While frustrating for sellers, this data is so powerful to demonstrate your expertise and help your seller understand the value of your analytics and partnership to read and adapt to the market.     Make this part of your weekly seller report and then compare to the hyper local showing data of your seller’s competition.      

Showings per listing last week, by year:  

Year Weekly showings Per Listing
2018 6.25
2019 4.22
2020 .26
2021 14.57
2022 12.86
2023 5.30
2024 2.59

 

Days On Market

Days on market increased to 28.43 days after touching a year to date low of 24.29 days just two weeks ago.  As I mentioned last week, rising inventory, slower contract rates, slow showings and elevated interest rates suggest days on market may be on the rise.  I don’t want to jump to conclusions too quickly, but share with your sellers this potential so they are mentally prepared.    If this is a shift, recognize this may be a leverage point in negotiations for your buyers.    

New Listings  

New listing activity each week has been very strong year to date at 16,592 new listings YTD, compared to 14,358 last year and 17,954 in 2022. Remember that early 2022 interest rates were still very low and seller activity was exceedingly strong.     The average number of new listings YTD for the last 12 years is approximately 18,500 homes.          

Inventory  

Slower buyer activity, slower contracts and increased seller activity has lead to a statistically significant rise in inventory and the highest we’ve seen this time of year since 2012, end last week at 6,875 properties.     This of course means longer marketing time for the average property and as inventory typically climbs through the end of the summer, if rates remain high, suppressing buyer activity, inventory may climb above 10,000 for the first time in 12 years.  All signs are pointing that direction.        

Price  

And with all that, prices remain elevated, hitting an all time weekly high again last week at $726,245 for all property types and $818,979 for detached single family homes.        

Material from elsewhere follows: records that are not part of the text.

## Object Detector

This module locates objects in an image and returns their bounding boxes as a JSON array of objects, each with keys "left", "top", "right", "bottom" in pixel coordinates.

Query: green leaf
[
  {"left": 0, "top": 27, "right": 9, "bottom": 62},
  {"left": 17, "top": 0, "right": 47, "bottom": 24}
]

Remember however, price is a lag measurement, meaning it tells us what happened in the past.  Price is a reflection of decisions made 25-40 days prior to the statistic.  With inventory rising and showings remaining relatively stagnation, I would anticipate pricing beginning to decline for the year, unless we see interest rates drop precipitously, boosting buyer activity.  That does not seem to be built into market conditions at the moment.      Expect stable to declining prices through the end of the year, and work with your sellers to price homes accordingly.      
Script for seller communication:    
“With inventory rising causing increased supply, and elevated interest rates slowing buyer activity causing reduced demand, we expect prices to be stable to declining through year end.      
Proper home preparation and house pricing is more important than it has been in a very long time.  And, once we go to market, rapid adjustments to market feedback will be crucial to ensure we don’t get behind a declining price curve.  A “negative price curve” is what happened to thousands of home owners in the 2008-2011 market.  They chased price down, but never got ahead of the decline of values.  Many of those people ended up never selling or they lost their homes to foreclosure.    
We don’t have the extreme of those market conditions today, but if you want to sell, we must be diligent about price and relentless about reading activity and feedback once we hit the market.”